July 10, 1941 - Mary Berg
WHEN
July 10, 1941
WHERE
Warsaw Ghetto in Poland
The Diary of Mary Berg
Mary Berg lived in the Warsaw Ghetto, but her situation was very unusual. Though she was born in Poland, her mother was an American, so her ultimate fate was different from most of her neighbors. Jews with American citizenship could possibly be exchanged for German prisoners of war, so they had a unique value to their captors. While 300,000 of her fellow Jews were deported to their deaths, she and her family were held in Pawiak Prison, pending the transfer that would eventually bring them to the U.S.
From a window, she could see the columns of people heading down the street to the trains that would take them to Treblinka. She later wrote, “We, who have been rescued from the ghetto, are ashamed to look at each other. Had we the right to save ourselves? Here everything smells of sun and flowers and there—there is only blood, the blood of my own people.”
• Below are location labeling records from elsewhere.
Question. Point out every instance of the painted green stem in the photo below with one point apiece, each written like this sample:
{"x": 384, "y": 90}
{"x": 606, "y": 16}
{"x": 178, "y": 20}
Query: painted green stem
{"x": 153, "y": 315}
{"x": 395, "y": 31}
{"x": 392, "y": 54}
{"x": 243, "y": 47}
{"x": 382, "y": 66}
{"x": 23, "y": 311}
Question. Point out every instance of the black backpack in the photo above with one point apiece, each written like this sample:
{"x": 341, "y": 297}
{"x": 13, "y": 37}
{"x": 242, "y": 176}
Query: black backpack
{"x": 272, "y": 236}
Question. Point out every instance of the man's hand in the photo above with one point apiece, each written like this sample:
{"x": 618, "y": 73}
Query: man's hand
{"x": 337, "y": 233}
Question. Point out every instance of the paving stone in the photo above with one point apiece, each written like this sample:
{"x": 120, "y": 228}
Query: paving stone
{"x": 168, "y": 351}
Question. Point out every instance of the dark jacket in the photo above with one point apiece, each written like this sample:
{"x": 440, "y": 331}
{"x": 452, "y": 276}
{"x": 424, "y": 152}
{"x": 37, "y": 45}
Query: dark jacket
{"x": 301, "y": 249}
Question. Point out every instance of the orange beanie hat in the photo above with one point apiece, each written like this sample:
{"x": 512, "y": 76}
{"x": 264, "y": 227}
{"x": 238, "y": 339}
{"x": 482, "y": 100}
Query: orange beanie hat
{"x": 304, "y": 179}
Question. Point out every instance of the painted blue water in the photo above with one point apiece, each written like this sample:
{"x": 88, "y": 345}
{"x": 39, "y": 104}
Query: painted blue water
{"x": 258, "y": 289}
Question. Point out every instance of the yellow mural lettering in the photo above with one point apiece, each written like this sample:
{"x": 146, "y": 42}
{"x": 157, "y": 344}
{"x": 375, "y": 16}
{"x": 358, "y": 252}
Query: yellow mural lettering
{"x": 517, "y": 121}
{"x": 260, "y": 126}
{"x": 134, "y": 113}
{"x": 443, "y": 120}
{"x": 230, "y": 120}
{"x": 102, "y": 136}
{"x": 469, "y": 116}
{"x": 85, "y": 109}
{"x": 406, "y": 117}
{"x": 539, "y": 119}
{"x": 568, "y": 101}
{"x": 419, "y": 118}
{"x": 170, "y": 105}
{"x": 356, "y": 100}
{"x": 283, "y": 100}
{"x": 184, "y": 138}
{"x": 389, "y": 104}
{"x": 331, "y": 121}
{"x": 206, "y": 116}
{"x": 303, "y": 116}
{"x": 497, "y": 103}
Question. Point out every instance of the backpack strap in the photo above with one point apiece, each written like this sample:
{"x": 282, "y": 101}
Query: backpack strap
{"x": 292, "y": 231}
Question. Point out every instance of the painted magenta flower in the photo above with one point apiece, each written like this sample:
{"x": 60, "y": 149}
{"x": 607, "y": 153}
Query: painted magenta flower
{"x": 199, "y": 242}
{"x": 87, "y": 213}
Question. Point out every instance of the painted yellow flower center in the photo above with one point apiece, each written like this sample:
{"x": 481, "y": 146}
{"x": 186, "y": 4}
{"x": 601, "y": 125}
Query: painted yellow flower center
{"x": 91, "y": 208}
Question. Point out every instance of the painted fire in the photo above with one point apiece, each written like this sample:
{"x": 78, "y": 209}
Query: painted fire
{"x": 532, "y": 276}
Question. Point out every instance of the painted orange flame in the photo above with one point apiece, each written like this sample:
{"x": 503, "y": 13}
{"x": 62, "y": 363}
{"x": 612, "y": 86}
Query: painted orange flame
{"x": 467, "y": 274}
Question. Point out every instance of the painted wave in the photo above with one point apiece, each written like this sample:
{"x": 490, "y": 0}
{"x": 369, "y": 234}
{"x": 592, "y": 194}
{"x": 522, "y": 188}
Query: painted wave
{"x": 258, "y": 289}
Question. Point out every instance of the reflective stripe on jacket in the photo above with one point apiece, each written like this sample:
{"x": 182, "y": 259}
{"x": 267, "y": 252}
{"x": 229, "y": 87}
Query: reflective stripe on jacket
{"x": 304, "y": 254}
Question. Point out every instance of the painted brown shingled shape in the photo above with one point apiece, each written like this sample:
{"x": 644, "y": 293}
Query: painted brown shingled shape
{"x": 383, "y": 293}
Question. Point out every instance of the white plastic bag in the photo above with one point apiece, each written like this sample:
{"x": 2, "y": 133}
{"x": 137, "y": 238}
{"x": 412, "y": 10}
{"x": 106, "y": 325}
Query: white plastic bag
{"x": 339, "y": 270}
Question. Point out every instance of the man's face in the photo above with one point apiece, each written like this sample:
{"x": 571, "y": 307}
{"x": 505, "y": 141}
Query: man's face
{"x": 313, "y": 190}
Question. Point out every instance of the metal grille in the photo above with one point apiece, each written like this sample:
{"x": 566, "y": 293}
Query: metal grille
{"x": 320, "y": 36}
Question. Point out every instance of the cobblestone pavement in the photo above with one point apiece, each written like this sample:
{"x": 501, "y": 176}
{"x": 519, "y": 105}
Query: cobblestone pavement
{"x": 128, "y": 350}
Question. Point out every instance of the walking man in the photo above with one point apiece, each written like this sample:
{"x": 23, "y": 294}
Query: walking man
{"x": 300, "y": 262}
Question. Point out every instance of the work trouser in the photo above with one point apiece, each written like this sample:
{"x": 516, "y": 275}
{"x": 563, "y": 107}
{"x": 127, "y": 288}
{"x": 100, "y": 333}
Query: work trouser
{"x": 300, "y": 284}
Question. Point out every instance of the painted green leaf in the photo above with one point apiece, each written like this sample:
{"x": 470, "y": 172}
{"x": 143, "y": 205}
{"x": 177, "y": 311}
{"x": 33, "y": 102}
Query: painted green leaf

“Here everything smells of sun and flowers and there—there is only blood, the blood of my own people.”
LIFE IN THE WARSAW GHETTO
Mary lived in the Warsaw Ghetto for almost two years. Although she came from a wealthy, privileged family, she was a sensitive observer who recorded the terrible ordeal of life in the ghetto with true feeling for her fellow sufferers, especially for those who were less fortunate. This took a psychological toll on her, even invading her dreams. On July 10th, 1941 she wrote, “I am full of dire forebodings. During the last few nights, I have had terrible nightmares. I saw Warsaw drowning in blood; together with my sisters and my parents, I walked over prostrate corpses. I wanted to flee, but could not, and awoke in a cold sweat, terrified and exhausted. The golden sun and the blue sky only irritate my shaken nerves.”
Mary was not guilty for wanting to live, but she undoubtedly felt compromised by the struggle to survive. Freedom did not entirely lift this burden, but she believed that her ghetto diary/memoir might do some good for others. When she arrived in the U.S. in 1944, some of Europe’s Jews were still alive. Saving them might be possible, but only if their plight was publicized. This was her motivation for helping to get her account published. In the end, she became uncomfortable with the celebrity that accompanied her book, and she dropped out of public view.